In the dissociation of `2HI hArr H_(2)+I_(2)`, the degree of dissociation will be affected by

To solve the problem regarding the dissociation of \(2HI \rightleftharpoons H_2 + I_2\) and how the degree of dissociation (\(\alpha\)) is affected, we can follow these steps: ### Step-by-Step Solution 1. **Understanding the Reaction**: The reaction given is: \[ 2HI \rightleftharpoons H_2 + I_2 \] This means that 2 moles of hydrogen iodide (HI) dissociate to form 1 mole of hydrogen gas (H2) and 1 mole of iodine gas (I2). 2. **Setting Up Initial Concentrations**: Let’s assume we start with \(C\) moles of HI. At the beginning (time \(t=0\)): - Concentration of HI = \(C\) - Concentration of H2 = 0 - Concentration of I2 = 0 3. **Change in Concentrations at Equilibrium**: If \(\alpha\) is the degree of dissociation, then at equilibrium: - Concentration of HI = \(C - C\alpha = C(1 - \alpha)\) - Concentration of H2 = \(\frac{C\alpha}{2}\) (since 2 moles of HI produce 1 mole of H2) - Concentration of I2 = \(\frac{C\alpha}{2}\) (similarly for I2) 4. **Equilibrium Constant Expression**: The equilibrium constant \(K_c\) for the reaction can be expressed as: \[ K_c = \frac{[H_2][I_2]}{[HI]^2} \] Substituting the equilibrium concentrations: \[ K_c = \frac{\left(\frac{C\alpha}{2}\right)\left(\frac{C\alpha}{2}\right)}{(C(1 - \alpha))^2} \] Simplifying this gives: \[ K_c = \frac{\frac{C^2\alpha^2}{4}}{C^2(1 - \alpha)^2} = \frac{\alpha^2}{4(1 - \alpha)^2} \] 5. **Factors Affecting Degree of Dissociation**: From the expression derived, we can see that \(\alpha\) depends on \(K_c\).

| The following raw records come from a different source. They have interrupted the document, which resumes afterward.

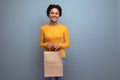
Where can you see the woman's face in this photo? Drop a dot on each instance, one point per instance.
(54, 15)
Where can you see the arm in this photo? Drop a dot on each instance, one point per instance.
(66, 43)
(42, 39)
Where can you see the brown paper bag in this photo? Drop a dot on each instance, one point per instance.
(52, 64)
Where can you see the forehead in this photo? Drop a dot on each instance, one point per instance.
(54, 10)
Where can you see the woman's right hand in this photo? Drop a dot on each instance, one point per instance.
(49, 46)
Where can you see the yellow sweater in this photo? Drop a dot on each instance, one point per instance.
(55, 34)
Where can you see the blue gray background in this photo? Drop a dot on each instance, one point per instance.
(94, 28)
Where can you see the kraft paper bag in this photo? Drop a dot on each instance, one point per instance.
(53, 64)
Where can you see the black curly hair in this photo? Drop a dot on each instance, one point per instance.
(54, 6)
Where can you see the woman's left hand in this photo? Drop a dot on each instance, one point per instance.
(56, 46)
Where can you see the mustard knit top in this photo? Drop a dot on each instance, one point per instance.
(55, 34)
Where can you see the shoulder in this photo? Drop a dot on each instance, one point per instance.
(44, 26)
(63, 26)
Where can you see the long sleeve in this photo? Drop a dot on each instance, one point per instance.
(66, 42)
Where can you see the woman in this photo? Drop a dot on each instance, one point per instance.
(53, 35)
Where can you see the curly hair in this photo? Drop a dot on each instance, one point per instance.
(54, 6)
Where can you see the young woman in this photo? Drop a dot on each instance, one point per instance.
(53, 35)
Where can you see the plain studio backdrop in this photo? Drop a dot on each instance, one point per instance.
(94, 29)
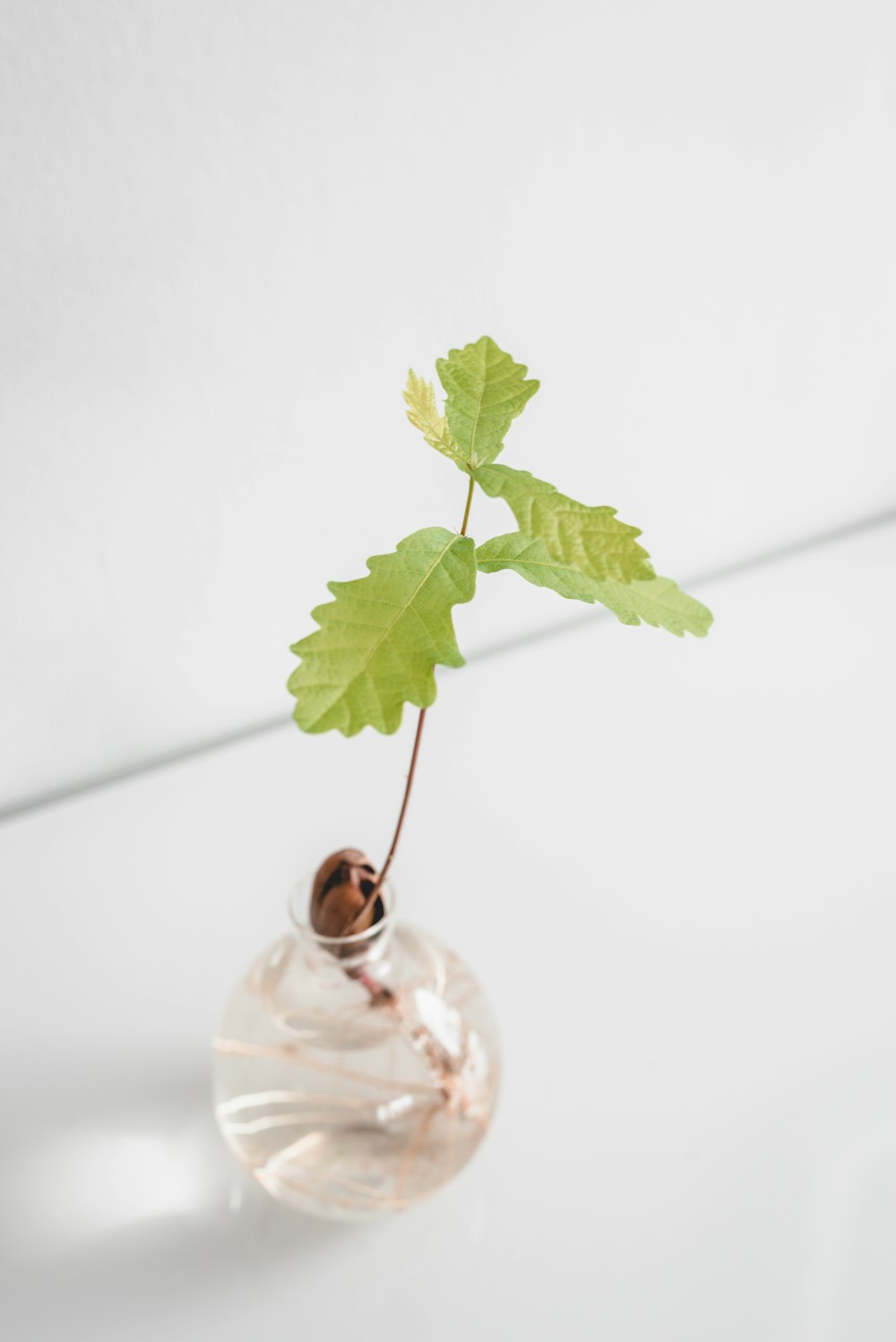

The equilibrium constant \(K_c\) is affected by temperature. Therefore, the degree of dissociation will be affected by: - **Temperature**: As temperature increases, \(K_c\) changes, which in turn affects \(\alpha\). 6. **Conclusion**: The degree of dissociation (\(\alpha\)) in the reaction \(2HI \rightleftharpoons H_2 + I_2\) is primarily affected by temperature.